This might be my own personal failing, but those tests will never get written. Once the feature works, the temptation to move onto the next thing is just too great.
Also, by writing the test first, you ensure that the code is actually easy to test. This gets easier as you get more experienced with testing, but still.
Also, writing the test first helps in identifying a sane API, I personally consider this to be the single greatest advantage of TDD.
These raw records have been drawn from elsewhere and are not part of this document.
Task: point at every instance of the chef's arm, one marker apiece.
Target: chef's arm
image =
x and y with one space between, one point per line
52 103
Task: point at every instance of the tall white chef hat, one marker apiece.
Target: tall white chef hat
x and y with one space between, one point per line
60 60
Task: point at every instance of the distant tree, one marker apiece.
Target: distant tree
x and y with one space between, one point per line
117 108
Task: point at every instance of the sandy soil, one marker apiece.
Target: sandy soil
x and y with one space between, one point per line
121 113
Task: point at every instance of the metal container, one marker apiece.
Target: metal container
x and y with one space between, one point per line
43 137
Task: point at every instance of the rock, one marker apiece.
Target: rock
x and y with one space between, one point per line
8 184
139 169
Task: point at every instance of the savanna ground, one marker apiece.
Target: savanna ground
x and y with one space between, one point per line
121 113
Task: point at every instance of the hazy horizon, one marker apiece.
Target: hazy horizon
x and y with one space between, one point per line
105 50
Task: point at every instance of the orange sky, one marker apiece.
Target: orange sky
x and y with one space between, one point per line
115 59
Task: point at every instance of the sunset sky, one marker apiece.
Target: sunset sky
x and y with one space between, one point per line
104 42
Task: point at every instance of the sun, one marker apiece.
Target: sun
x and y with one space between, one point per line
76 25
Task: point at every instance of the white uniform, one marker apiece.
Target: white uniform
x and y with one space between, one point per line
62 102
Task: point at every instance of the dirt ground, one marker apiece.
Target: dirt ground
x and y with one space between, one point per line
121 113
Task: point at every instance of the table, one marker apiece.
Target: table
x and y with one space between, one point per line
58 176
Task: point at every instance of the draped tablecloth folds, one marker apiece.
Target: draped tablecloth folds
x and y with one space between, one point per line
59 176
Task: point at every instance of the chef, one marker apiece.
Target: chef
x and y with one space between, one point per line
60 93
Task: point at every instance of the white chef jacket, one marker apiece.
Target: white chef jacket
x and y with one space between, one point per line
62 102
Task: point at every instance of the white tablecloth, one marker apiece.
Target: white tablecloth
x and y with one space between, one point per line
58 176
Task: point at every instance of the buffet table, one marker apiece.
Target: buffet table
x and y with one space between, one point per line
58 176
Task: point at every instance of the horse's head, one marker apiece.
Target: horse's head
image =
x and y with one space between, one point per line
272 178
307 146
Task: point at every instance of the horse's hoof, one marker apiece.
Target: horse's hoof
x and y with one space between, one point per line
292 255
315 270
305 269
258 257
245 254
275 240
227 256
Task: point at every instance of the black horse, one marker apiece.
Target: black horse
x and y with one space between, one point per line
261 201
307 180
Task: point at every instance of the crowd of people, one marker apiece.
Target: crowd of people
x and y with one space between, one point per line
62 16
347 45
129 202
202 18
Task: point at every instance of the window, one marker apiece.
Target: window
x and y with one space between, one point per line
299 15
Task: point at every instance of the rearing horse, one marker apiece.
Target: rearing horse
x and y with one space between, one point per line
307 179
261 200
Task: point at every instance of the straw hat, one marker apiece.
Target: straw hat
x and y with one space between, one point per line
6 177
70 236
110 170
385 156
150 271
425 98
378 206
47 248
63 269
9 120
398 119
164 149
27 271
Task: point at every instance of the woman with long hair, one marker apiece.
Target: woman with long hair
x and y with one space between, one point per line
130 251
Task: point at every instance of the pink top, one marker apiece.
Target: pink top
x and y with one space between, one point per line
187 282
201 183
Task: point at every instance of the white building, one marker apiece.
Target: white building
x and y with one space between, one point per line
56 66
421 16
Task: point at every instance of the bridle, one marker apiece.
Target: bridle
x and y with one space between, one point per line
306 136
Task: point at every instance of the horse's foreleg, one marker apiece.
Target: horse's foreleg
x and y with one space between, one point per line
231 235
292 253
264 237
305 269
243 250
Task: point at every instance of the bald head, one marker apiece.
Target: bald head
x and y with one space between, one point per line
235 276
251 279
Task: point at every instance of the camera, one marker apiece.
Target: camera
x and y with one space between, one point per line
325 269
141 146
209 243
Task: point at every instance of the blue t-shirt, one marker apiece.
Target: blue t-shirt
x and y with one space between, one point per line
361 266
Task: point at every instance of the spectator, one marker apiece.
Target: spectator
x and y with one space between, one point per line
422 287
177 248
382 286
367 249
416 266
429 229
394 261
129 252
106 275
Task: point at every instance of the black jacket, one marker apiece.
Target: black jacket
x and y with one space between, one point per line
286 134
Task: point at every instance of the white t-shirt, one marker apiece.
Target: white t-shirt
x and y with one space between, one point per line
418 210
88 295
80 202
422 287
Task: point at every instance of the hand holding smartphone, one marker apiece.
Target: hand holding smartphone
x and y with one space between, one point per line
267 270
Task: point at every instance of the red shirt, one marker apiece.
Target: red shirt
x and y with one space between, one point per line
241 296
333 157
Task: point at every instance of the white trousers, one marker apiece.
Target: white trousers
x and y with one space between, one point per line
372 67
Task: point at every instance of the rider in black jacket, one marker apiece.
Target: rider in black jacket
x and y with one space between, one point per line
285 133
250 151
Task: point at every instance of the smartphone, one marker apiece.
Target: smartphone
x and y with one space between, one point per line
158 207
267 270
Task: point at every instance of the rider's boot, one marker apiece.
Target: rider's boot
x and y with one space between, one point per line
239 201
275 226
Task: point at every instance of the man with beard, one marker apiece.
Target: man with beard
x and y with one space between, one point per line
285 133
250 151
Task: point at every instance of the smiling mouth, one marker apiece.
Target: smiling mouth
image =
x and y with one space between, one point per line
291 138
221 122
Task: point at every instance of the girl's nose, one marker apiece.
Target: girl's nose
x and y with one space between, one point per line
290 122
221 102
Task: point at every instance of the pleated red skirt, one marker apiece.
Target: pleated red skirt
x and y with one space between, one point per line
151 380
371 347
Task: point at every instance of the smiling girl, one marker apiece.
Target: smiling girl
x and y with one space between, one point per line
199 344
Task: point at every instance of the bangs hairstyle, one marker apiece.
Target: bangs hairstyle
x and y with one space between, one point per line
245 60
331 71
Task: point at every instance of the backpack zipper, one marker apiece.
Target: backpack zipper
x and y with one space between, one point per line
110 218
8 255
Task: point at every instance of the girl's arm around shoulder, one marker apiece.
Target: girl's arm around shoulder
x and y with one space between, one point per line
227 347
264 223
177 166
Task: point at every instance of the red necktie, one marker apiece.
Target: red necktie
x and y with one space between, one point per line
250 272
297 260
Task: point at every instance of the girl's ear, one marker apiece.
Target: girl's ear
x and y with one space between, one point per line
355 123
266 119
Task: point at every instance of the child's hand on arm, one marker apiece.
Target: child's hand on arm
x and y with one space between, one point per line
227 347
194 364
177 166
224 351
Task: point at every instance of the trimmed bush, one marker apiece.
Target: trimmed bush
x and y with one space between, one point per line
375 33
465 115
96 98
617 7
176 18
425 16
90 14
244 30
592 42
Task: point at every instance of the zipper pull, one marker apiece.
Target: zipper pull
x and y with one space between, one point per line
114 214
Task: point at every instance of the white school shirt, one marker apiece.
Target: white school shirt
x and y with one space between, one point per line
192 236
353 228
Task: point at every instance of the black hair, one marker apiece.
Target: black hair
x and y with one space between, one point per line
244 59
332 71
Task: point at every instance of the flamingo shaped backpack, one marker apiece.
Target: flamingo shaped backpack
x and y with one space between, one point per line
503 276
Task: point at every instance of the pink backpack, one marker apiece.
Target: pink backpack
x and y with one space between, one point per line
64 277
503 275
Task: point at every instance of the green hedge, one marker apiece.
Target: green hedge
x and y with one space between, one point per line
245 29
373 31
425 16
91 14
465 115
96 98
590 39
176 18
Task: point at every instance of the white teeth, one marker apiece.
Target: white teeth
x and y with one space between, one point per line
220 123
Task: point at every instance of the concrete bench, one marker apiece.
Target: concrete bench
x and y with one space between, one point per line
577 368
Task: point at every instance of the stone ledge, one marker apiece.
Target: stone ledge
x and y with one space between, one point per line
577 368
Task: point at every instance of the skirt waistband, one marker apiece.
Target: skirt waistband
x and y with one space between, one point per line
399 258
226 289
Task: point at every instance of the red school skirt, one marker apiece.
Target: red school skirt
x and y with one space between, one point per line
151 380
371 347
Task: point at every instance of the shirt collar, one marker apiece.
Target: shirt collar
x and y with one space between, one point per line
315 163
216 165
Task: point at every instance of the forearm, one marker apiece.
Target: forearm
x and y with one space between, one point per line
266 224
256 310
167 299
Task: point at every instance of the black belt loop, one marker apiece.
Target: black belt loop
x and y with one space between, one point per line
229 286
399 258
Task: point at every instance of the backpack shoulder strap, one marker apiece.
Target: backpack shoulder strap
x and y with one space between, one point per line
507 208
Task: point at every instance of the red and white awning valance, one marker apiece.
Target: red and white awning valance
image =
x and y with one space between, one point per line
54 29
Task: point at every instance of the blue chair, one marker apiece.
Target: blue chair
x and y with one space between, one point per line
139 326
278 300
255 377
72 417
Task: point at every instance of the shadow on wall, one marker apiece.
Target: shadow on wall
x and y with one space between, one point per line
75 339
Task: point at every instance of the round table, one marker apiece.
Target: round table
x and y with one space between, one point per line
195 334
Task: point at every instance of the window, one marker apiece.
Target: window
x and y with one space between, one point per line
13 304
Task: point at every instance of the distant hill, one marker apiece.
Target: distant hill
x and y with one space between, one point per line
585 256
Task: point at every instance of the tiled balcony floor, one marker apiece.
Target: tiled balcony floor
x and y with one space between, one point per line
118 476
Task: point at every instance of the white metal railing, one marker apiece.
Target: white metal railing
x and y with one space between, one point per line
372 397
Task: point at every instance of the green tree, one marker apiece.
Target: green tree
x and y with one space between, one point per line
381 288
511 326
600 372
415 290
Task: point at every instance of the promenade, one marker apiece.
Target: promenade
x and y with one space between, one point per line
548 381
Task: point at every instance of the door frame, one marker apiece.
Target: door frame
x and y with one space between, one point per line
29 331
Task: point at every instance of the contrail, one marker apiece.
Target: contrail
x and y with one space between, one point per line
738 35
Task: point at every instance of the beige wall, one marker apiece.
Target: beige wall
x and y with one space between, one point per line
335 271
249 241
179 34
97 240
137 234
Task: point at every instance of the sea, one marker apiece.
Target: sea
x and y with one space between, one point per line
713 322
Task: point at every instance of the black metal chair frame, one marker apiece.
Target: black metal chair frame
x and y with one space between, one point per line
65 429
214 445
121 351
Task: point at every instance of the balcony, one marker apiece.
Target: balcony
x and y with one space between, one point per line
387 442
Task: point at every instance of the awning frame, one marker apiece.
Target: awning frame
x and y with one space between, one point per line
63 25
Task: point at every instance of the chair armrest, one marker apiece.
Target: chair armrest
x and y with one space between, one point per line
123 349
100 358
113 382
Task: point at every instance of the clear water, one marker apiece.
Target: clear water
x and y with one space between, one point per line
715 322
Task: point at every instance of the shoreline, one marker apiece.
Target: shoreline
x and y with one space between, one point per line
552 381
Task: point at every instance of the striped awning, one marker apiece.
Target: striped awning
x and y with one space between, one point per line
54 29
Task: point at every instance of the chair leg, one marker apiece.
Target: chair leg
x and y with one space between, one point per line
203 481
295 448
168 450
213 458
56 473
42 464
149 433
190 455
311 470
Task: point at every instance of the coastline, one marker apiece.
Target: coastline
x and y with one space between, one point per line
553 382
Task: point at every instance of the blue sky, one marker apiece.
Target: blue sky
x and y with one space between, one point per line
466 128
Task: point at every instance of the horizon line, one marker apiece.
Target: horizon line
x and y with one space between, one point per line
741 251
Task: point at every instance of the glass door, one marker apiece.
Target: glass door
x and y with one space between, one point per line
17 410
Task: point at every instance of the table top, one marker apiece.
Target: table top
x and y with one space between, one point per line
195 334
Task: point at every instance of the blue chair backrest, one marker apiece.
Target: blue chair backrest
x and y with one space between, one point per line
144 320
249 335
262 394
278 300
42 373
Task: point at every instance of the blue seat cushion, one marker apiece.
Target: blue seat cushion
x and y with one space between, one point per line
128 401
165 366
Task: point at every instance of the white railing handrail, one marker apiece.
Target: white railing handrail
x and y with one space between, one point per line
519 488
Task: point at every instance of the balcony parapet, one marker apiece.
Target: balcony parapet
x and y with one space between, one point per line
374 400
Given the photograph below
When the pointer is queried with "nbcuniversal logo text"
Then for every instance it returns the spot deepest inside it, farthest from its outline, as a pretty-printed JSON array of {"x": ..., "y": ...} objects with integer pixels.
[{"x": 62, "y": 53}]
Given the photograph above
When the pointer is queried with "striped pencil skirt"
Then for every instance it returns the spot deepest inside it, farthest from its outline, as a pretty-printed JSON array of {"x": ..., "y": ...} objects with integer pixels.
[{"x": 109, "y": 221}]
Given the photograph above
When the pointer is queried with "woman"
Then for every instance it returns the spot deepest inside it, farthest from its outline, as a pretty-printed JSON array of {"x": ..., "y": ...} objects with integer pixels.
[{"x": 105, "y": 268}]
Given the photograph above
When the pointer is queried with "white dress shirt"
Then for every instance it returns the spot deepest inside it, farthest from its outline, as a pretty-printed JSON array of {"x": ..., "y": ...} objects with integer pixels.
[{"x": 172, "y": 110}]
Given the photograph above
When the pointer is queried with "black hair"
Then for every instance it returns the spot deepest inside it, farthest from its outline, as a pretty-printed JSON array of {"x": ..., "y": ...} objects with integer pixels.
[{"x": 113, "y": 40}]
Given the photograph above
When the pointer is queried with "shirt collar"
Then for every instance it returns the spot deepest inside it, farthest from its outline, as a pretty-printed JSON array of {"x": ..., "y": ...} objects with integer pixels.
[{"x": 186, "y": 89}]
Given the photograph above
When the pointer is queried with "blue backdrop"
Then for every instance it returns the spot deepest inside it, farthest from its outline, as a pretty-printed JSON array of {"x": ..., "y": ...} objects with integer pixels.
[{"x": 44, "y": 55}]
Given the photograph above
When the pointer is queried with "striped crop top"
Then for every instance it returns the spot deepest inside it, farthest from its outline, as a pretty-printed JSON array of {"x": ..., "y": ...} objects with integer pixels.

I don't write as many tests as you do though, Steve. I generally stop once I have the nominal test cases in place, I don't test edge cases. They seem to tend to get hit by upstream unit tests anyway (I don't mock except where it is absolutely necessary). If I do hit a difficult-to-find bug, I use tests as one of my main debugging tools, writing tests for any code for which I have some doubts. By the end of a project, I generally have a fairly high code coverage for my tests, but I never feel like I'm just writing them for the methodology - they are either testing the nominal case, or testing to verify behaviour when tracking down a bug
I totally forgot about this, but I agree 100%. I'm a big fan of "Write this as though the underlying code exists, then fill it out" for API design.
I don't write as many tests as you'd think I do, actually, because I heavily favor integration tests over unit-style tests, and so we're probably much closer in that regard than you think. ;)
Also, by writing the test first, you ensure that the code is actually easy to test. This gets easier as you get more experienced with testing, but still.